House hacking is the strategy of buying a property, living in part of it, and renting out the rest — using rental income to offset or eliminate your housing costs.

Common formats:

  • Duplex/triplex/fourplex: Live in one unit, rent the others
  • Single-family with ADU: Live in the main home, rent the accessory dwelling unit (basement, garage apartment)
  • Room rental: Rent out spare bedrooms in a home you occupy

Why it's powerful: As an owner-occupant, you can qualify for FHA loans with just 3.5% down on properties up to 4 units. The rental income helps qualify for the mortgage and offsets your payment.

Example: A $400,000 duplex with FHA financing at 7%:

  • Monthly mortgage: ~$2,650
  • Rent from second unit: $1,400
  • Net housing cost: ~$1,250/month

You're building equity in a $400,000 asset while paying less in housing costs than a comparable rental would cost. This is one of the most wealth-building strategies available to people without significant capital.

Requirements: You must live in the property for at least one year with FHA financing. Standard mortgage qualification rules apply.

Option 4: Buy a Rental Property

The classic approach. Purchase a residential property, find tenants, collect rent. The numbers need to work:

Key metrics:

  • Cap rate: Annual net operating income / property value. A 6% cap rate on a $200,000 property means $12,000/year in net income before debt service.
  • Cash-on-cash return: Annual cash flow / cash invested. $6,000 annual cash flow on $40,000 down payment = 15% cash-on-cash.
  • 1% rule: Monthly rent should equal at least 1% of purchase price. A $150,000 house should rent for $1,500+/month. (Hard to find in most markets today, but useful as a filter.)

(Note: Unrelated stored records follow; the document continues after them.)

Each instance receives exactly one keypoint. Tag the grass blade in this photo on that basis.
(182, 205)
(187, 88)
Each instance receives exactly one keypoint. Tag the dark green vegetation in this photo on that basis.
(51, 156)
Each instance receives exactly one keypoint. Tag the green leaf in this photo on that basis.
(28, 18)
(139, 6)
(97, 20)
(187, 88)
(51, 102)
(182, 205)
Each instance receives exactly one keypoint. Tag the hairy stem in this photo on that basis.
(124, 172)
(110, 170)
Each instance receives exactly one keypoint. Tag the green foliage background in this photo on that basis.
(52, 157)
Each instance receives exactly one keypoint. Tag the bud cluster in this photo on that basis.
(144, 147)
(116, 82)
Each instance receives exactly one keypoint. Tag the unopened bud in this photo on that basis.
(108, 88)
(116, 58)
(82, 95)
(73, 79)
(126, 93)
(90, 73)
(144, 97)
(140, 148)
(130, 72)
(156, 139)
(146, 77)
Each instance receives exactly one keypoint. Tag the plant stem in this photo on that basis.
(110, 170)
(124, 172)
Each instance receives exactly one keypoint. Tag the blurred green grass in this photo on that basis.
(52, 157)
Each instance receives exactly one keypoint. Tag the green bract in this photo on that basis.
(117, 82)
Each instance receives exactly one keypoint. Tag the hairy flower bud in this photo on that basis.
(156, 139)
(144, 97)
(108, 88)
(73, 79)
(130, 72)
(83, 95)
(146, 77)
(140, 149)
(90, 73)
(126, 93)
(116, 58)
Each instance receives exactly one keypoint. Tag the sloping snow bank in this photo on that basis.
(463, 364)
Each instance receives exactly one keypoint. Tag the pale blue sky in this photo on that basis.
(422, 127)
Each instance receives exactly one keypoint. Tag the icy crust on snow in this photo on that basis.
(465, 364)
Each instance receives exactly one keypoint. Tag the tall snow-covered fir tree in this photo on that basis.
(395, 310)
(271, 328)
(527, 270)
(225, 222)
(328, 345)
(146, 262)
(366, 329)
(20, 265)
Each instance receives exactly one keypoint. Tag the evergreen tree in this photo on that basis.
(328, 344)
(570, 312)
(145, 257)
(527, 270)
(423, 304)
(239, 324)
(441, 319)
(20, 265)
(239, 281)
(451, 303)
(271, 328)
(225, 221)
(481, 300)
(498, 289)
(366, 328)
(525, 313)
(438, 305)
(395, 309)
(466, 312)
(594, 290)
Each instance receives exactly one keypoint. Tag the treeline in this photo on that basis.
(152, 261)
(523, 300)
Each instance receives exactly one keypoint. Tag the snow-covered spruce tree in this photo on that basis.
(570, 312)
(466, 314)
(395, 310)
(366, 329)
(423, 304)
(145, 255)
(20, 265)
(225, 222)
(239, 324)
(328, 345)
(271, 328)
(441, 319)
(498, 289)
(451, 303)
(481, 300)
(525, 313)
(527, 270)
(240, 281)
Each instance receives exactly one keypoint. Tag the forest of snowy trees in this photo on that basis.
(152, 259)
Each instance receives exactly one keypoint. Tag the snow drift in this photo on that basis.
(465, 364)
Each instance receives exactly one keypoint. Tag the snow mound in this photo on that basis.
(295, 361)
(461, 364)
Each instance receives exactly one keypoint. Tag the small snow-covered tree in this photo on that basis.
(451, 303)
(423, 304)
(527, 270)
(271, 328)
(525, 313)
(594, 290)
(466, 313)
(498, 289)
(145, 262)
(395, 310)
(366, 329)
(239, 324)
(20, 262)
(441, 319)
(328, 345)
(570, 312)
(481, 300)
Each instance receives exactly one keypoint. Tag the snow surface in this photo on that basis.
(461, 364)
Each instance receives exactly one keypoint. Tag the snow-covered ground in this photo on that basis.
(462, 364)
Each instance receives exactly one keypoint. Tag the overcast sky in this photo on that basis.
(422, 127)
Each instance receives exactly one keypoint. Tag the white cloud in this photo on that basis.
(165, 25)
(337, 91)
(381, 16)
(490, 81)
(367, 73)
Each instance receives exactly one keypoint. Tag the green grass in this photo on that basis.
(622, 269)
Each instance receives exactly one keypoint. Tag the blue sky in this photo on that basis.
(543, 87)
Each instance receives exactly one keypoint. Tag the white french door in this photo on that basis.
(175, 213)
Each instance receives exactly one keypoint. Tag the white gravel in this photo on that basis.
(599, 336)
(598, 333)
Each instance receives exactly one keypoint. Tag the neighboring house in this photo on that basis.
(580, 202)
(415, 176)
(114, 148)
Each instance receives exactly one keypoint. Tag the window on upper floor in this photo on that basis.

The challenge in today's market: High home prices and elevated mortgage rates have compressed rental yields in many markets. Deals that cash flow strongly are harder to find and often require significant upfront work (renovation, distressed properties).

Starting with less money:

  • FHA loans: 3.5% down for primary residence (house hacking)
  • Conventional investment property loans: 20–25% down
  • Partnership: Pool resources with another investor; formalize with a legal agreement

Option 5: Real Estate Investment Groups (REIGs)

A REIG is a private group that pools capital to purchase properties. Members own units or shares in the properties without personally managing them.

They vary widely in structure, terms, and quality. Due diligence is critical — understand who manages the properties, fee structures, exit terms, and track record. REIGs are common in real estate-heavy communities but vary enormously in how they're run.

Option 6: Invest in Real Estate Debt

Instead of owning equity in properties, you can lend money secured by real estate — like being the bank.

Private notes: Lending money to real estate investors for short-term projects, secured by the property. Often pays 8–12% interest.

Debt-focused crowdfunding platforms: Some platforms focus on real estate debt rather than equity, providing more predictable returns with less upside.

Risk: If the borrower defaults, you hold a lien on the property — but the foreclosure process is slow and costly.

Comparing the Options

| Strategy | Min. Capital | Liquidity | Involvement | Return Potential | |---|---|---|---|---| | REIT ETF | $10 | High (liquid) | None | 6–10%/yr (variable) | | Crowdfunding | $10–$25,000 | Low (illiquid) | Minimal | 7–12%/yr (projected) | | House hack | 3.5% down | Low (real estate) | Moderate | Variable (significant) | | Rental property | 20–25% down | Low | High | Variable | | REIG | Varies | Low | Minimal-Moderate | Variable |

For most beginners, REIT ETFs offer the simplest entry point with zero management burden and instant liquidity. House hacking offers the most attractive risk-adjusted return for owner-occupants willing to be a landlord in their own building.


Real estate investing doesn't require being a landlord or having a six-figure down payment. Start with what you have access to, understand the risks, and build from there.